Friday morning video forecast
A subtle shift in wind direction will return us the to “regularly scheduled summer weather programming” by Saturday. At this time though, there are no washouts in the forecast.
Today and Tonight: Onshore flow will allow some humidity to build on Friday afternoon with thermometers making a run for 90 degrees once again. The slow advance of moisture should mean that most stay dry with mostly sunny skies. Overnight will be considerably less comfortable with readings staying in the 70s.
Up Next: By the weekend, enough moisture should be available for daytime warming to force out afternoon showers and thunderstorms with a slightly better chance on Saturday. Father’s Day will not be totally dry around southeast Louisiana and southwest Mississippi but outdoor plans should be in fine shape. A consistent weather pattern will carry through the middle of next week with highs near 91, lows near 74 and isolated to scattered showers and thunderstorms—mainly during the afternoons.
The Tropics: The Gulf of Mexico, Caribbean Sea and Atlantic Ocean are quiet. No tropical development is expected over the next 5 days.
The Mississippi River: At Baton Rouge, major flood stage continues with a level of 43.8’ as of Friday morning. Peaking at 44.1’ on March 19, the river set its 7th highest recorded crest at Baton Rouge. At 160 days, this year marks the longest period above flood stage at Baton Rouge. The current forecast is for the second crest of 44.0’ to occur Monday. The Morganza Spillway opening has been delayed indefinitely and may not be necessary thanks to water levels running lower than originally forecast. On the Mississippi River, the high water will remain an issue for river traffic and river islands, although some inundation will continue for unprotected low-lying areas. The city of Baton Rouge and the main LSU campus are protected by levees up to 47 feet. Some soggy areas and seepage may be noted due to the long duration of high water placing pressure on the levees. As some of the Mississippi River diverts into the Atchafalaya River, gauges at Krotz Springs and Morgan City will stay high as well. This creates backwater flooding in parts of Assumption Parish in areas such as Bayou Chene, Stephensville and around Lake Palourde.
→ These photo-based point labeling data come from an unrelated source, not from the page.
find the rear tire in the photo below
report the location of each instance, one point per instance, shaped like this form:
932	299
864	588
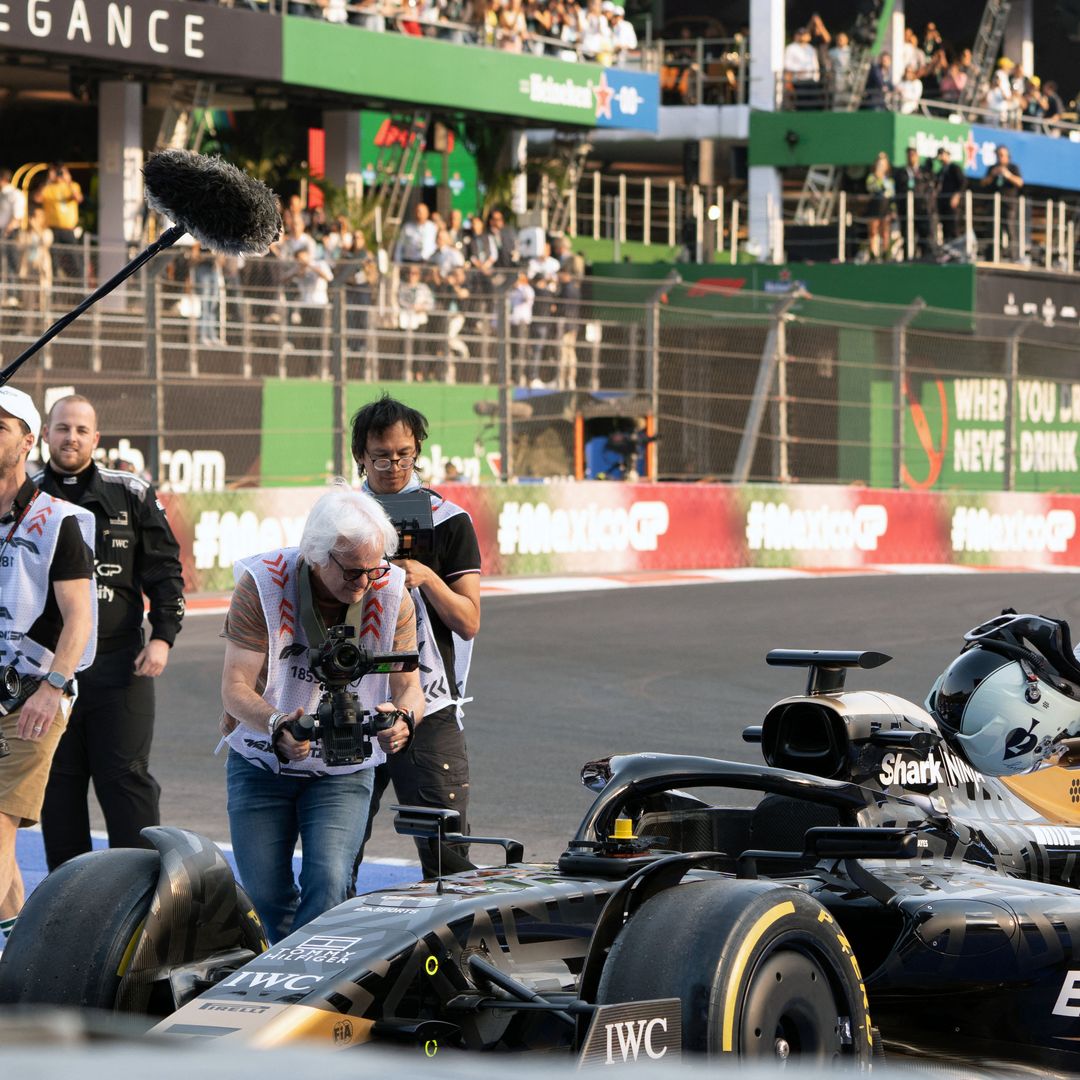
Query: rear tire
78	930
763	971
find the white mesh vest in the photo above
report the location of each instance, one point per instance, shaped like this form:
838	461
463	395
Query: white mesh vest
24	582
437	689
289	684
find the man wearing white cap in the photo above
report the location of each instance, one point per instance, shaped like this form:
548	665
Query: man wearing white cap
48	631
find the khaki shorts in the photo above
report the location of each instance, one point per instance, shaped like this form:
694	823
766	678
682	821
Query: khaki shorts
24	772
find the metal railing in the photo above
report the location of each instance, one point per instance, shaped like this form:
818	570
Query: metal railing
741	386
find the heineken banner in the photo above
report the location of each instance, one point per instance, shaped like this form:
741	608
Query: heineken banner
616	528
403	69
969	433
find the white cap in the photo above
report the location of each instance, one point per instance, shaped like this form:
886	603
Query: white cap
21	405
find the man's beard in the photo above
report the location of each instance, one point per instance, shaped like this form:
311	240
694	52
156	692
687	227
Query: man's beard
9	461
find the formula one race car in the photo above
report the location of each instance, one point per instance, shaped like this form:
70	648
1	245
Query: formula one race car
878	875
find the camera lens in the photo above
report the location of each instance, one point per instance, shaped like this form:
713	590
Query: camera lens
347	657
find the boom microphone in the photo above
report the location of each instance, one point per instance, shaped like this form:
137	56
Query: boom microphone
224	208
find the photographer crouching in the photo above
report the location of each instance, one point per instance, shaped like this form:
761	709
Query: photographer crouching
316	691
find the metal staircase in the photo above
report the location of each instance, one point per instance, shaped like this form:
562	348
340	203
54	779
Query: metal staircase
395	172
984	52
569	162
184	121
822	185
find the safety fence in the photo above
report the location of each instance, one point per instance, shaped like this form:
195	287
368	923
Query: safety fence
662	379
709	223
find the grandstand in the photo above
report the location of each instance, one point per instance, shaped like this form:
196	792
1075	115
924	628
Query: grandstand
730	186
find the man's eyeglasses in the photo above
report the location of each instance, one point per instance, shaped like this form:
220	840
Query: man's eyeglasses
385	464
350	574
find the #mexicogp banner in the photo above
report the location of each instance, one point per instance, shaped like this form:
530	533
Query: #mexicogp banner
610	528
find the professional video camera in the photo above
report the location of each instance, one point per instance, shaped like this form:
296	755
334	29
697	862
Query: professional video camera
410	514
339	725
629	446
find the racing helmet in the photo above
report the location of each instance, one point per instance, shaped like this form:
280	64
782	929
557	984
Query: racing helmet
1006	703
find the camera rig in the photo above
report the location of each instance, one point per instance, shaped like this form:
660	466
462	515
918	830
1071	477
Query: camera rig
410	514
342	729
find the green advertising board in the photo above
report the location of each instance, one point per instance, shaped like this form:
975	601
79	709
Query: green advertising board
967	434
298	429
848	138
378	131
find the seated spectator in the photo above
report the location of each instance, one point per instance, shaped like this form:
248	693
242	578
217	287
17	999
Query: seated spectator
1000	99
953	83
909	91
912	54
801	71
447	257
879	89
821	40
839	62
511	29
415	300
935	71
1052	104
932	40
596	31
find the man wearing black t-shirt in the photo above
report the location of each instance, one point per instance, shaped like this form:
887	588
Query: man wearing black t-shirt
1003	178
48	615
387	436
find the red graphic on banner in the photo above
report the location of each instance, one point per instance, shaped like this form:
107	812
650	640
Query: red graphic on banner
934	456
705	286
279	574
286	618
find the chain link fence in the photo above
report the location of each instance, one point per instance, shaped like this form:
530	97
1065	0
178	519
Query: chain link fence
739	387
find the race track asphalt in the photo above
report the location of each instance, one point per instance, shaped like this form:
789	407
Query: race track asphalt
562	678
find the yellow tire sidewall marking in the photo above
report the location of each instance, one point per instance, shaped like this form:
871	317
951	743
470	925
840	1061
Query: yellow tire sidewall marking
739	966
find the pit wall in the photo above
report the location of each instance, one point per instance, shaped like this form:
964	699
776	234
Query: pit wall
615	528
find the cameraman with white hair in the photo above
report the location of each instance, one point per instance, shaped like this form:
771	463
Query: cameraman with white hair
279	786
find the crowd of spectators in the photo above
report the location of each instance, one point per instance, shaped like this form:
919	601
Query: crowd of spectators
914	211
928	70
595	30
439	285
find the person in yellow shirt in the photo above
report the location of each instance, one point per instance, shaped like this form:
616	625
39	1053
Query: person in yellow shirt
59	198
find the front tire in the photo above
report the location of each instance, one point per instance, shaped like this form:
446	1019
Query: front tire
763	971
78	930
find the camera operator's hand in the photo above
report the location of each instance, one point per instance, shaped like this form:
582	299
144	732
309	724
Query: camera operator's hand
38	712
288	747
395	738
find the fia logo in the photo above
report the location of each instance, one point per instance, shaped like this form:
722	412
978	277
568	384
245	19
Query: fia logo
1020	742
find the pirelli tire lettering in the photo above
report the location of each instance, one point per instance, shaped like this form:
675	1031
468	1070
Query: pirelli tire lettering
763	970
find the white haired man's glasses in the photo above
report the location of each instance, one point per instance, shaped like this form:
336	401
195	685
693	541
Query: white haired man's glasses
354	574
385	464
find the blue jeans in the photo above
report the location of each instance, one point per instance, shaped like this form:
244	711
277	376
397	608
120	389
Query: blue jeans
267	813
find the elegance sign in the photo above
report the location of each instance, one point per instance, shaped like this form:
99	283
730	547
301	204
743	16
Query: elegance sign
170	34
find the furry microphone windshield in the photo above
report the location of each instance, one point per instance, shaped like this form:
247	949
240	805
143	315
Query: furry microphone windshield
224	208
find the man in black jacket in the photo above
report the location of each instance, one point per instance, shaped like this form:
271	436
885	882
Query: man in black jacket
111	727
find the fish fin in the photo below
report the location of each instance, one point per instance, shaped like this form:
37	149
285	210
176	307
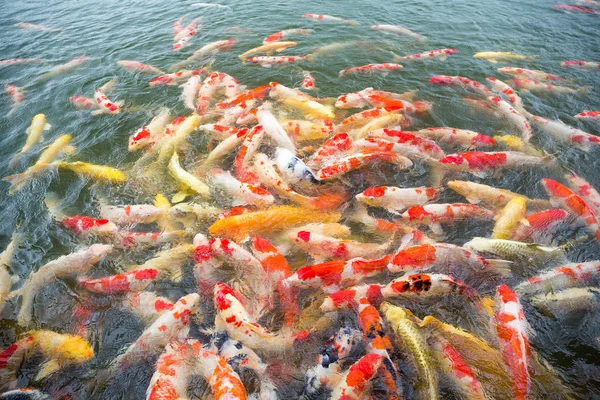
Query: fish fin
436	228
48	368
501	267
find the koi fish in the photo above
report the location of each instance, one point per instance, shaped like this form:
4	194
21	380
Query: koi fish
64	68
34	136
466	83
531	74
461	137
269	49
483	164
60	145
328	18
568	200
342	166
399	30
508	218
589	116
512	329
433	215
96	172
240	227
172	79
442	54
540	87
356	382
583	65
567	134
275	37
369	68
586	191
74	264
396	200
495	56
59	350
563	277
136	66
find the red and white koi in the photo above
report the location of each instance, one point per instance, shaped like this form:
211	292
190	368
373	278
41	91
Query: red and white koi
136	66
466	83
370	68
395	199
483	164
331	276
240	193
74	264
134	281
563	277
531	74
170	326
586	191
567	134
269	61
174	78
435	214
583	65
328	18
399	30
513	117
540	87
348	164
151	133
442	54
275	37
568	200
589	116
513	331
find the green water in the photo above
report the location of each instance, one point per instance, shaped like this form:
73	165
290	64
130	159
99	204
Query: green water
108	31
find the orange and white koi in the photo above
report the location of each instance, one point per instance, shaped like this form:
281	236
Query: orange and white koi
16	96
563	277
569	201
327	372
59	350
540	87
355	384
583	65
433	215
173	369
465	83
513	331
268	61
586	191
269	49
442	54
348	164
150	133
328	18
74	264
483	164
589	116
275	37
399	30
531	74
65	68
395	199
174	78
136	66
369	68
567	134
240	193
134	281
333	275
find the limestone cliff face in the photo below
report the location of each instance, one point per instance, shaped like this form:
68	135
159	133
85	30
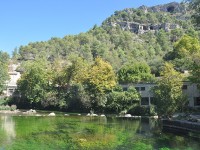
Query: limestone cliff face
174	9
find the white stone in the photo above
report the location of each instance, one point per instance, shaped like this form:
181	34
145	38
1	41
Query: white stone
52	114
127	115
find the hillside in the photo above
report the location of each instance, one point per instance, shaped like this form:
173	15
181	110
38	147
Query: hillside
144	34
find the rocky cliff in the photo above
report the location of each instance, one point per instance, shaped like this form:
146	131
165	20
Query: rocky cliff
128	18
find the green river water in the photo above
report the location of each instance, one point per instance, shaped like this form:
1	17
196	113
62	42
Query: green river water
87	133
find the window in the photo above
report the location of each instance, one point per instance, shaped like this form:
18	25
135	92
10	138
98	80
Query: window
184	87
137	88
145	101
152	100
125	88
197	101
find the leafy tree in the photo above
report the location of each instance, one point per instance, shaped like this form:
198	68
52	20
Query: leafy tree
195	6
195	70
134	73
119	100
168	92
101	79
4	59
186	46
34	82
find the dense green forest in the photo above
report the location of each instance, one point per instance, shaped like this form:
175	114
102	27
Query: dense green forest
80	72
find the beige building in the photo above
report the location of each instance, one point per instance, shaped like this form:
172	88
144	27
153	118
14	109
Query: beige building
11	85
147	98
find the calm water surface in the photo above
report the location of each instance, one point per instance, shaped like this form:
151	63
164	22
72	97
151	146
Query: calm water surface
87	133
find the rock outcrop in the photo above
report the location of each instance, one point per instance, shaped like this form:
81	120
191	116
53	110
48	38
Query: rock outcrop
139	28
143	28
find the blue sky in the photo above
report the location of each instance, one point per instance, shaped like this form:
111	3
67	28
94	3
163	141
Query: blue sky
25	21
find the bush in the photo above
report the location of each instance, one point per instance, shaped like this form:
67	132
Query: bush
143	111
13	107
7	107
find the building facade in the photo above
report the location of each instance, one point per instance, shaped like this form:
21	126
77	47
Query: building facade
147	97
11	85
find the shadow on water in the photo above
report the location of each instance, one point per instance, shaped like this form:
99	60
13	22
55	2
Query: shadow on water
82	132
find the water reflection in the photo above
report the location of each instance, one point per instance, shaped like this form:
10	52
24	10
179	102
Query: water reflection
8	128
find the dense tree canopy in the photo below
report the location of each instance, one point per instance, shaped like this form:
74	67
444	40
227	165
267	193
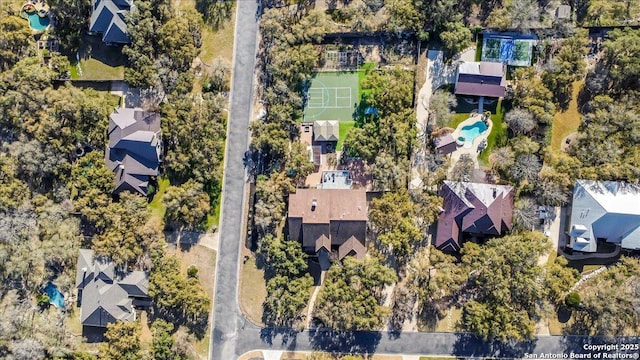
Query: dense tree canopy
181	300
504	286
15	39
609	305
187	205
352	295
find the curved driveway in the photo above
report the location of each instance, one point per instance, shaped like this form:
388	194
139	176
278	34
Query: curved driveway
232	335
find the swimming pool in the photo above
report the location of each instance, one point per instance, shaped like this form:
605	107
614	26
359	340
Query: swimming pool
36	22
470	132
55	297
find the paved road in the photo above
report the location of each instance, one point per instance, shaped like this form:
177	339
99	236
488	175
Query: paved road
227	317
444	344
232	335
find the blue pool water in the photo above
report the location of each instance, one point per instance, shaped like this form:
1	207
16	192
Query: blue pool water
55	297
36	22
470	132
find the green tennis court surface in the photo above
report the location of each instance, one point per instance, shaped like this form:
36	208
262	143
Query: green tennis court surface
331	96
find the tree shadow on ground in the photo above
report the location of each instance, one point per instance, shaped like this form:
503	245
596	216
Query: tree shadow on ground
92	47
468	345
360	342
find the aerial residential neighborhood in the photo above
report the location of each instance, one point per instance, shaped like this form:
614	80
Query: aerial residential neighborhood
319	180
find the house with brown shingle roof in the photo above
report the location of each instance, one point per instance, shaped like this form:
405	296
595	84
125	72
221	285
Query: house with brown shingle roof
329	222
473	210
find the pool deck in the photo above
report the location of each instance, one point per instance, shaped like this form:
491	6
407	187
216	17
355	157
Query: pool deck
473	149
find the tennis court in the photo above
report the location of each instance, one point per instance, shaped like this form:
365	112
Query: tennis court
331	96
513	51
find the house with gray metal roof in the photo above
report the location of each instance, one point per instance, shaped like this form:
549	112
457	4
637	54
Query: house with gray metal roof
134	150
106	294
107	19
481	79
473	210
605	211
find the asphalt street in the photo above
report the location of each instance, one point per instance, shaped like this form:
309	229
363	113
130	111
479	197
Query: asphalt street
227	318
232	335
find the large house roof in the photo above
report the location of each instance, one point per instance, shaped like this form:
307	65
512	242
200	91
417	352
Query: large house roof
326	130
134	148
479	209
320	206
481	79
107	18
605	210
106	294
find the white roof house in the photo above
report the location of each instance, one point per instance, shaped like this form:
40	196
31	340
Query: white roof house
606	210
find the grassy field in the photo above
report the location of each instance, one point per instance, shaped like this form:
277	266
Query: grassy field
445	325
205	260
156	205
344	128
499	129
566	122
98	61
457	119
218	43
214	218
253	290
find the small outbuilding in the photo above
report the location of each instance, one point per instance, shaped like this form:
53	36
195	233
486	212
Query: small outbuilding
481	79
326	130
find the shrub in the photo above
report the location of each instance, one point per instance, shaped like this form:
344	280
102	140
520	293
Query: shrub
192	271
572	300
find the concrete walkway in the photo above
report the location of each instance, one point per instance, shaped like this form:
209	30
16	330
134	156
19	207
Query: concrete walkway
552	230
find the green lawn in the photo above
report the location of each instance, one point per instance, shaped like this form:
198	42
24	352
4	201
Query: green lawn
457	119
499	129
156	205
214	218
93	69
344	128
99	61
253	290
566	122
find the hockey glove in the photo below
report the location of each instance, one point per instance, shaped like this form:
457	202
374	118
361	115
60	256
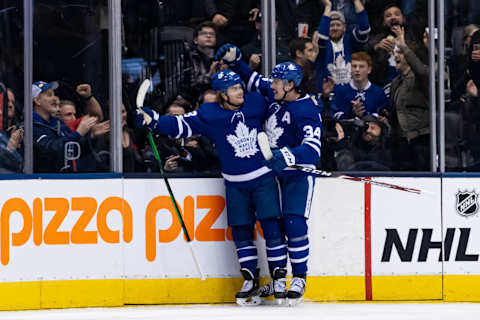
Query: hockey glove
145	117
281	159
229	54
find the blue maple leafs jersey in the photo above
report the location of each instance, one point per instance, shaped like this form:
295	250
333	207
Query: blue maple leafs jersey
234	133
294	124
373	98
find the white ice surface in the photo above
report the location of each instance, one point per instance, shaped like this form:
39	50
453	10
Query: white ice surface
307	310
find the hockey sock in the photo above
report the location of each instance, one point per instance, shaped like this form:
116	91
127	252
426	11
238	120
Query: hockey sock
275	243
298	246
246	249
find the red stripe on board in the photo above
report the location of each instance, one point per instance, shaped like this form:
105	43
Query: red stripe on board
368	241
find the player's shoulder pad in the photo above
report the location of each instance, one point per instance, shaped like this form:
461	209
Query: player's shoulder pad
342	87
308	106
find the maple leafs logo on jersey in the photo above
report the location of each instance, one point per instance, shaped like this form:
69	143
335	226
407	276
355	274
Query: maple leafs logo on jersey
273	132
244	141
340	70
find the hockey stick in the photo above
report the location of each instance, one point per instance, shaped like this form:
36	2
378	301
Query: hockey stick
267	154
142	92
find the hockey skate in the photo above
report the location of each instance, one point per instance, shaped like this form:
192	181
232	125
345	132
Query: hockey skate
296	291
277	287
249	295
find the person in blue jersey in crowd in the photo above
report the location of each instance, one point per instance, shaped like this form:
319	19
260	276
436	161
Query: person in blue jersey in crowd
359	97
294	127
233	123
336	45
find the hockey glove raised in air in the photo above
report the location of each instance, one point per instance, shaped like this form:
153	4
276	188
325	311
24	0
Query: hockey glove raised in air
281	159
229	54
145	117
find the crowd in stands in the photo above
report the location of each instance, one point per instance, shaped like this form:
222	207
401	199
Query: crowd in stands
366	59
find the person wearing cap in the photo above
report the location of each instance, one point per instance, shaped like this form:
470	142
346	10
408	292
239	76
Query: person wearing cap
52	139
368	148
233	123
381	47
336	45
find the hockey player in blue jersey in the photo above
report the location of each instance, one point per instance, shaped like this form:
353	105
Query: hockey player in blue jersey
294	129
233	123
359	97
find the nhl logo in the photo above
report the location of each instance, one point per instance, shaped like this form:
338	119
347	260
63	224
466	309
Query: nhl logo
467	203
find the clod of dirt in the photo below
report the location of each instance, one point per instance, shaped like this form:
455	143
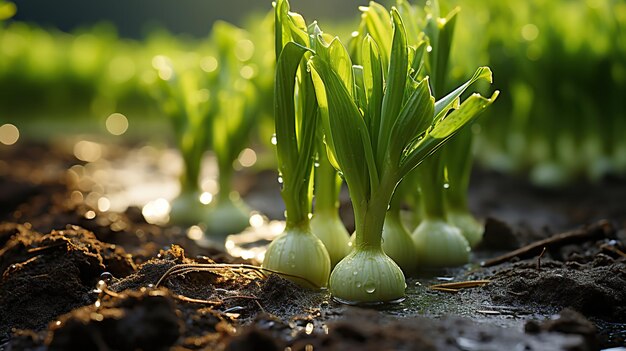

The anomalous upper level trough dug into the Eastern U.S. will lift northeast, exiting the country on Friday. A surface high pressure system will slide east from the Ohio River Valley to western Atlantic Ocean on Friday and southerly winds will return by afternoon. This shift will start to bring dew point temperatures up a bit; however it is expected to remain mostly sunny and dry with highs warming to around 90. The advancing moisture will cause warmer lows in the low 70s Friday night. By Saturday, the Capital Area will transition back to more typical summer conditions with heat, high humidity and a chance of afternoon showers and thunderstorms. This pattern should really cozy in for days to come as an expansive surface high will be centered off the Mid-Atlantic Coast which will maintain southerly surface winds across the central Gulf Coast. A series of upper level disturbances moving across the region will mean some days bring higher coverage in showers and thunderstorms than others. However, these weak perturbations in the jet stream are difficult to detect beyond 24 hours in advance.